The management agreement contracted for educational and administrative services to be performed by Mosaica. Contrary to Appellants' contentions, nothing in the management agreement supports the claim that Collegium was not an independent, nonprofit corporation or that Mosaica would retain the ultimate control over operation of the charter school. To the contrary, the agreement affords Mosaica all authority and power necessary to undertake its obligations under the agreement, "except in cases wherein such authority may not be delegated by the Code and other applicable laws and resolutions." Further, the agreement expressly clarifies that the charter school "is not a division or a part of [Mosaica], " and that neither party has the power to bind or legally operate the other.
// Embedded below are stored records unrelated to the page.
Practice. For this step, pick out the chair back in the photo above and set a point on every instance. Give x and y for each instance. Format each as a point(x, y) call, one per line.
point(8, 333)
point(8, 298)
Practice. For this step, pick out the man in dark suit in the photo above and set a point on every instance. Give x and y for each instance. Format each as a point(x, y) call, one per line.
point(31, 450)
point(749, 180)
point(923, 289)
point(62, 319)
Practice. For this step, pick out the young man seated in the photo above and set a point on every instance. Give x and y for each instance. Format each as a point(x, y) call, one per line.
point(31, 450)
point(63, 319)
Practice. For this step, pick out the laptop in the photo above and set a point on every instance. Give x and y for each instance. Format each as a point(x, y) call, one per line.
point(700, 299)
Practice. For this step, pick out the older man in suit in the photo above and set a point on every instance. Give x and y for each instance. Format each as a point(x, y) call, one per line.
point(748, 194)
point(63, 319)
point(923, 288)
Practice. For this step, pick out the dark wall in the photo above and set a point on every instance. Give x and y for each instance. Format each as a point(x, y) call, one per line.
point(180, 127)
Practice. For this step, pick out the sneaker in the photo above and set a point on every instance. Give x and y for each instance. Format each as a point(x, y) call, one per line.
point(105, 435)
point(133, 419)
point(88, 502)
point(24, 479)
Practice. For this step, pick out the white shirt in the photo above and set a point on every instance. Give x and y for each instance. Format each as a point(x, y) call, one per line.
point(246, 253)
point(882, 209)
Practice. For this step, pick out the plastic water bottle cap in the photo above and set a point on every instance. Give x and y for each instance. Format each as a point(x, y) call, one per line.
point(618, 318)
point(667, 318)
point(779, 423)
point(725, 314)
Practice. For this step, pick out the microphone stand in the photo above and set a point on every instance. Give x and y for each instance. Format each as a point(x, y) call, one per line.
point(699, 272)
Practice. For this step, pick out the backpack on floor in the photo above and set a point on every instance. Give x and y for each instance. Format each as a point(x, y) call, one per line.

It goes on to state that Mosaica "will not have any role or relationship with the Charter School that, in effect, substantially limits the Charter School's ability to exercise its rights, including cancellation rights under this Agreement."

West Chester Area Sch. Dist. v. Collegium Charter Sch., 812 A.2d 1172, 1185 (Pa. 2002) (citations omitted) (emphasis in original) (Collegium II); see also Brackbill v. Ron Brown Charter Sch., 777 A.2d 131, 137 (Pa. Cmwlth. 2001) (applying Collegium and rejecting contention that management agreement stripped board of trustees of its authority over school operations), appeal denied, 821 A.2d 588 (Pa. 2003).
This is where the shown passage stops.